We all need role models and people who inspire us to strive for greatness beyond the simple things that we know. Throughout history, public figures and their impact on others has been carried out as sort of a domino effect; for every distinguished person in one generation, there’s at least one influential person in the next, watching and learning from everything they do in the public eye. When it comes to broadening the horizons of success, it could be argued that those most admired by 21st century society have explored their options beyond the talents they became known for. But with that pre-established influence and the support of the public, is there a fine line between becoming a beacon of hope and a threat to the success of future entrepreneurs?

In a recent segment on his show “Mad Money,” CNBC’s Jim Cramer essentially called the new SPACs “inside jokes” for those already rich and famous, going on to call the new type of IPO “a way for celebrities to monetize their reputations.” Because of the risk investors have to face in contributing to these companies, the people they most often serve effectively have established strong connections with the public and, therefore, have their fame as collateral.

The new versions of SPACs speak to the exclusive concept of celebrity that has felt like a “once in a lifetime” status for most to attain and how easily doors appear open once it is achieved. If you gathered even a small amount of fans during your prime, the opportunities are most likely endless. 

Around 54% of Gen-Z have said they want to start their own company, according to a Nielsen study.

While the majority of other generations have been comfortable with the roles and powers the rich and famous play in society, Millennials and Gen-Zers were born with this desire for more. With social media as their tools for education, connection, and creation,  these generations are fully capable of making names for themselves through the internet. The idea of “going viral” is no longer for random home videos with funny cats; influencers of these age groups utilize the ability to relate to or entertain their peers as a way to network.

According to a Future of Money Study, close to 31% of Gen-Z and 30% of Millennials use “side hustles” as a primary source of income, including — but not limited to — tech-based work. 

While most may not have the names of the fame to be their collateral when it comes to gaining the trust of supporters, they have something far more personable: their empathy. Bigger names might maintain the support of fans from their foundational careers but these homegrown innovators develop communities that will promote them by any means necessary. 

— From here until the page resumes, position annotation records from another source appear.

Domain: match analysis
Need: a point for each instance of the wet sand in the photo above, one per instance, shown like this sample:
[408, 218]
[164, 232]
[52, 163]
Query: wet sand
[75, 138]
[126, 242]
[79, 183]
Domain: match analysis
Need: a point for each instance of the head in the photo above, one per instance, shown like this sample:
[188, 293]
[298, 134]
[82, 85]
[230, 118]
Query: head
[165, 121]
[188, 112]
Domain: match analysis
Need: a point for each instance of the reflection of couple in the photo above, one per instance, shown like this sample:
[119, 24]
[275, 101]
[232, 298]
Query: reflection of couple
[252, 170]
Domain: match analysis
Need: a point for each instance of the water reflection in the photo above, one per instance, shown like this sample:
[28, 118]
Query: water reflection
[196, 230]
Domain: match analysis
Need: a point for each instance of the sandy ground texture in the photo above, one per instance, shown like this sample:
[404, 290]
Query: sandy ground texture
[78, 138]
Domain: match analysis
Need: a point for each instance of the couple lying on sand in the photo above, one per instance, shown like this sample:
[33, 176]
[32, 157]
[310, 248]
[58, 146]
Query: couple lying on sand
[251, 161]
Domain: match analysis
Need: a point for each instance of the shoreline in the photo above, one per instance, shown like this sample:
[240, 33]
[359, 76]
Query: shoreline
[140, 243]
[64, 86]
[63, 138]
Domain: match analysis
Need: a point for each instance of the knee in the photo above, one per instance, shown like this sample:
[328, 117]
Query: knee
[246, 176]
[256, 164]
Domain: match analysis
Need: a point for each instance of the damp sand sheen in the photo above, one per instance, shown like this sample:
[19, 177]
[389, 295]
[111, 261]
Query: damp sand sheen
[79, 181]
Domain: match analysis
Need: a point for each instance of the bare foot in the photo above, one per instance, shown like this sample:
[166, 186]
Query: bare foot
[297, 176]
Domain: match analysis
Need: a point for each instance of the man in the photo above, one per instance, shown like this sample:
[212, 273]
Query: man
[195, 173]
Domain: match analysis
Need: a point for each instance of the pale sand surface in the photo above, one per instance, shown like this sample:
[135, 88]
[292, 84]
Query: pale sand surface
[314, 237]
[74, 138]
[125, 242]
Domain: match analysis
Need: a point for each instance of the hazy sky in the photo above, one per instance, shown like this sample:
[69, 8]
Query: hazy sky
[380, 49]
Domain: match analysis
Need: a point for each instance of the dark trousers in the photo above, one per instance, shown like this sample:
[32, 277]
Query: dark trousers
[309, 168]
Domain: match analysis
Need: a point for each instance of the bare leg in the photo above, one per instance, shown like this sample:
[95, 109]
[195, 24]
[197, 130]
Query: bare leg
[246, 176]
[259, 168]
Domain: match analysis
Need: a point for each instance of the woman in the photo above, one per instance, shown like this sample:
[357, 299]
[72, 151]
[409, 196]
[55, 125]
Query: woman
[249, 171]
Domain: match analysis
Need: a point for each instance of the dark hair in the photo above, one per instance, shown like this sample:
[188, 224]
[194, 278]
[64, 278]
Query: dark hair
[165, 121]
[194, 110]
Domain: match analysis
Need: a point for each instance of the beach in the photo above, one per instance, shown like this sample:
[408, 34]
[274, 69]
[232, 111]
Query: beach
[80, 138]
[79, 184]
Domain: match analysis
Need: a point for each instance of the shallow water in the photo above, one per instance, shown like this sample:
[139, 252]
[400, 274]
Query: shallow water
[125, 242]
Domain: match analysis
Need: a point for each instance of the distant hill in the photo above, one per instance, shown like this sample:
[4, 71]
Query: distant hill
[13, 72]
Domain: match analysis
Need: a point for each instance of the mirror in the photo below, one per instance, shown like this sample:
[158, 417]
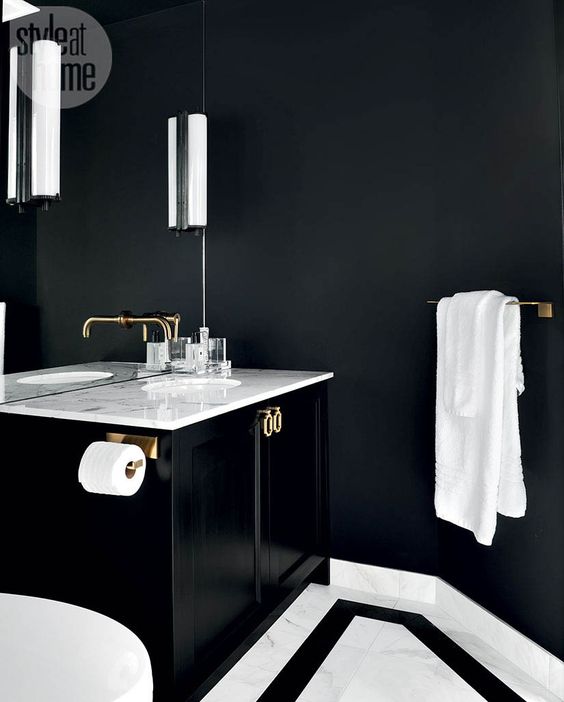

Though the youngest generations have found a way past the gatekeeping of success, the famous, multi-talented entrepreneurs still have something to contribute. In uplifting the small businesses and hustles of people who cannot easily start SPACs or other risky ventures, they bridge the gap between the large pools of fans and the more niche support systems. They also suggest to their followers that stars are not only aware of the brilliant creators they’ve inspired but that they are ready to see what they will do for society and how they will impact the culture.